Lesson 6: “Consider that thou dost not even understand whether men are doing wrong or not, for many things are done with a certain reference to circumstances. And, in short, a man must learn a great deal to enable him to pass correct judgement on another man’s acts.”
Be sure to correctly analyze the situations and motives that were in place when you took offense or were hurt. It is important to recognize that we should never judge, seeing as we almost never know all the information. Remember that you might have done exactly what the wrongdoer did had you been in his or her position.
Lesson 7: “It is not men’s acts which disturb us, for those acts have their foundations in men’s ruling principles, but it is our own opinions which disturb us. Take away these opinions then, and resolve to dismiss thy judgement about an act as if it were something grievous, and thy anger is gone.”
This is one of the most important lessons to learn when it comes to freeing the mind from worry in regards to other peoples actions or choices. Everything is opinion. Something that seems wrong or immoral to you may seem perfectly normal to someone else. This is one of the most misunderstood facts in the world, and this misunderstanding it is one of the biggest creators of conflict among people. When we finally realize that everything is opinion we are more inclined to love and accept people in stead of condemning them. For more reading on paradigms and opinion see my blog post entitled Are Your Paradigms Affecting Your Ability to Grow?

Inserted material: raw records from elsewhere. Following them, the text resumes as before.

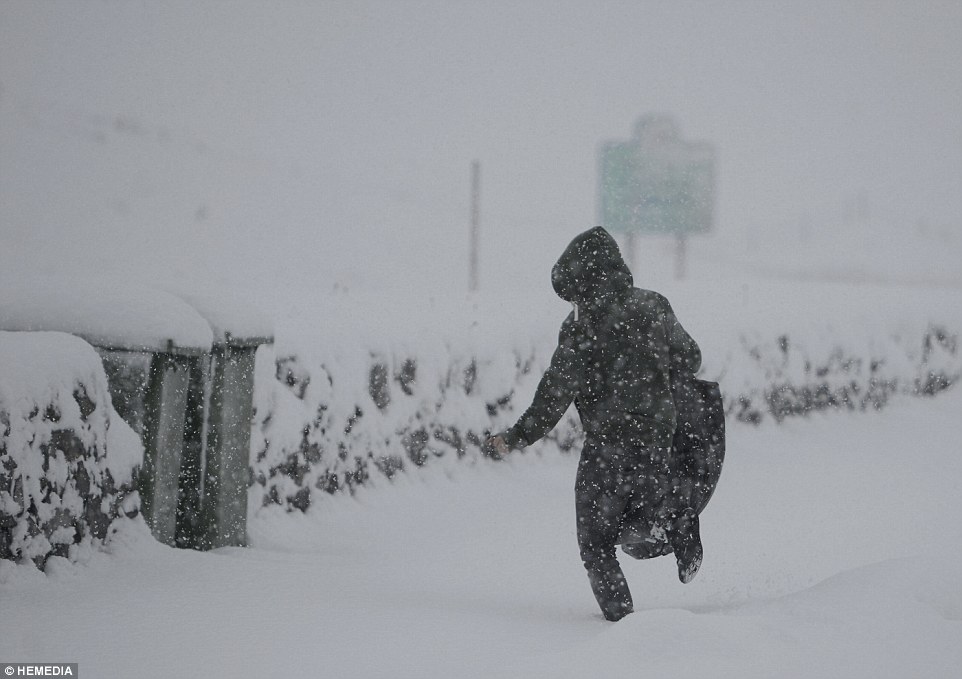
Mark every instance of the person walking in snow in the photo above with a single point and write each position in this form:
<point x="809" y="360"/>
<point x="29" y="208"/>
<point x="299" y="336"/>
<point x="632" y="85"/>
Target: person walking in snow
<point x="616" y="355"/>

Lesson 8: “Consider that a good disposition is invincible, if it be genuine, and not an affected smile and acting a part. For what will the most violent man do to thee, if thou continuest to be of a kind disposition towards him, and if, as opportunity offers, thou gently admonishest him and calmly correctest his errors at the very time when he was trying to do thee harm, saying, Not so, my child: we are constituted by nature for something else: I shall certainly not be injured but thou art injuring thyself, my child.”
When dealing with negative or hurtful people it is always a good tactic to employ good will. We must love those who harm us, for we are not made for conflict. As we have discussed, when others wish us harm it is only themselves who are harmed. We have the choice of remaining intact, and we have the ability to react to them only with love and patience. No one can stay angry at us or wish us harm for long if we face them with a clear conscience and a happy heart.

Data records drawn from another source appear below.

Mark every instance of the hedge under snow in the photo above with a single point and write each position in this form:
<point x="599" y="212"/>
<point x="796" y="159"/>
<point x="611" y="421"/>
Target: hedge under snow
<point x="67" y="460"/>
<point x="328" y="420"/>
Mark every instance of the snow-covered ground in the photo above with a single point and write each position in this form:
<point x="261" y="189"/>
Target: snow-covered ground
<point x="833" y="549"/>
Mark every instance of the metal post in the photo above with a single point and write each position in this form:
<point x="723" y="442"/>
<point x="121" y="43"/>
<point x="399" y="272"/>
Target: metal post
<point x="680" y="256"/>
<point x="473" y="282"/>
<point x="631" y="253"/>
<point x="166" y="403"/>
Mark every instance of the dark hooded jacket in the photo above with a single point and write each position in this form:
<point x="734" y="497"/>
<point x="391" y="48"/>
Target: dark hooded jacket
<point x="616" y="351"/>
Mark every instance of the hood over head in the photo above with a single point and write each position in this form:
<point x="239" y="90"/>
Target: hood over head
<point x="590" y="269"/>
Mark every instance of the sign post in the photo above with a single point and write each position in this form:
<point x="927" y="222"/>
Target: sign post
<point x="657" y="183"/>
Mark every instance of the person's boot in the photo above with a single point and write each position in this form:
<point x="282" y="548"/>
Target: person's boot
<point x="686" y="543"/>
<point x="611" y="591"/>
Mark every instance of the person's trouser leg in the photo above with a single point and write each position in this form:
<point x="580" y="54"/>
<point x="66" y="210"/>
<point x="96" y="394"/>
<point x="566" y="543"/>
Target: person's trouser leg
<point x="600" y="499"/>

If you will think on these eight lessons every time you feel offended or hurt then soon you will have built a strong guard against these people. Remember that the goal is never to change other people, but to in stead change yourself, and the way you see the situation. You cannot change the way that others act towards you, but you can change the way you react to those peoples actions.
Marcus Aurelius was the ruler of one of the largest empires in history, and obviously he would have had more interactions with more kinds of people than we would ever expect to have. He is an expert on people. His Stoic philosophies are highly effective for anyone wishing to react better to those people who we interact with, and so I hope that you will take these lessons and put them to use daily. Only through action will you find the satisfaction that you are looking for, and soon you will have built a strong character that will guard you against all who would wish you harm.